The Latest Tech Selloff is About to End the Industry’s Longest Running Stretch in 20 Years (Nasdaq 25-Year Chart)
Bloomberg — The selloff that has erased $250 billion from the value of technology shares is threatening to end the industry’s longest stretch of uptrend in more than two decades.
The Nasdaq 100 Index dropped almost 1 percent to 5,676.48 as of 11:30 a.m. in New York, resuming a slump that started last Friday when investors exited 2017’s best-performing stocks. Down 3.5 percent since, the decline put the index on the edge of breaking its 50-day moving average, currently 5,631. It’s stayed above the threshold for 131 consecutive days, the longest stretch since 1995.
Selling that pummeled Facebook Inc., Amazon.com Inc., Netflix Inc., Google parent Alphabet Inc., Microsoft Corp. and Apple Inc. for the fourth time in five days also represented the biggest failure for buy-the-dip since February 2016, going by one-week returns after a 2 percent drop in the Nasdaq 100.
The last two times when prolonged stretches of above the 50-day average ended, tech shares did poorly in the next few months.
In September 1995, when a 166-day run of above that technical level came to a stop, the Nasdaq 100 was flat in the ensuing one and three months. That compared with average gains of 1.3 percent and 3.9 percent, respectively, for any such period.
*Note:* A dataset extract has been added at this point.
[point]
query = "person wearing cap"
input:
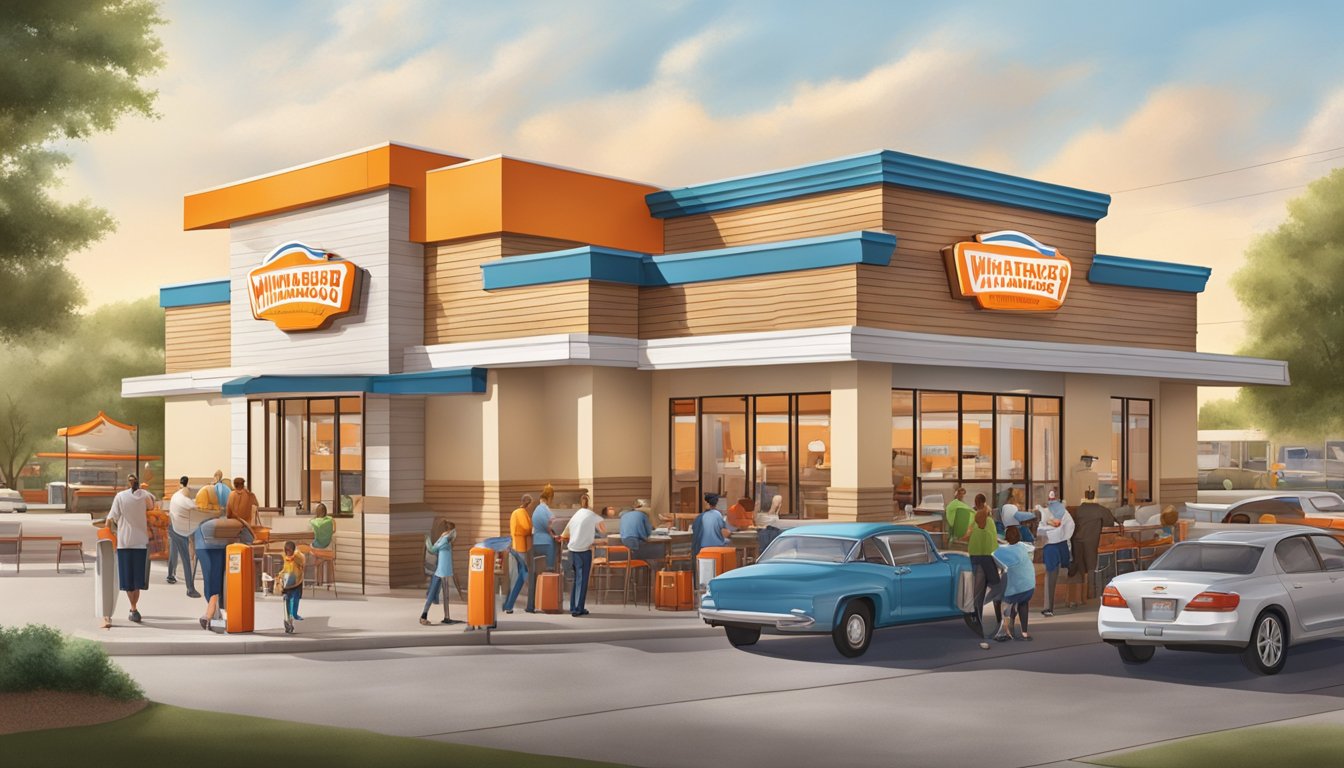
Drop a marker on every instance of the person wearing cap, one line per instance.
(180, 510)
The index dropped 13 percent in one month and 16 percent three months later when an eight-month stretch of bullish trends ended in July 1986.
Reasons for the downdraft, which took hold on a Friday afternoon and re-accelerated after Wednesday’s Federal Reserve press conference, remained elusive, ranging to everything from systematic selling by quantitative traders to equity divestitures by central banks. Besides Janet Yellen’s surprising hawkishness Wednesday, one proximate cause might have been analyst commentary Thursday on Google’s owner.
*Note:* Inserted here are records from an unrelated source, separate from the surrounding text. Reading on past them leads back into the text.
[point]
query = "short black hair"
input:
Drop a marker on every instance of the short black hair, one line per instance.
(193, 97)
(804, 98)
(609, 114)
Alphabet shares didn’t have a single downgrade between September and March, and even then, when Pivotal Research analyst Brian Wieser turned more cautious on the stock, the market barely noticed. The reaction was different Thursday after Canaccord Genuity analyst Michael Graham, historically bullish on the so-called FANG stocks, struck a note of skepticism. A bull on Alphabet since 2011, he cut his recommendation to hold saying the past two year’s growth will be hard to repeat.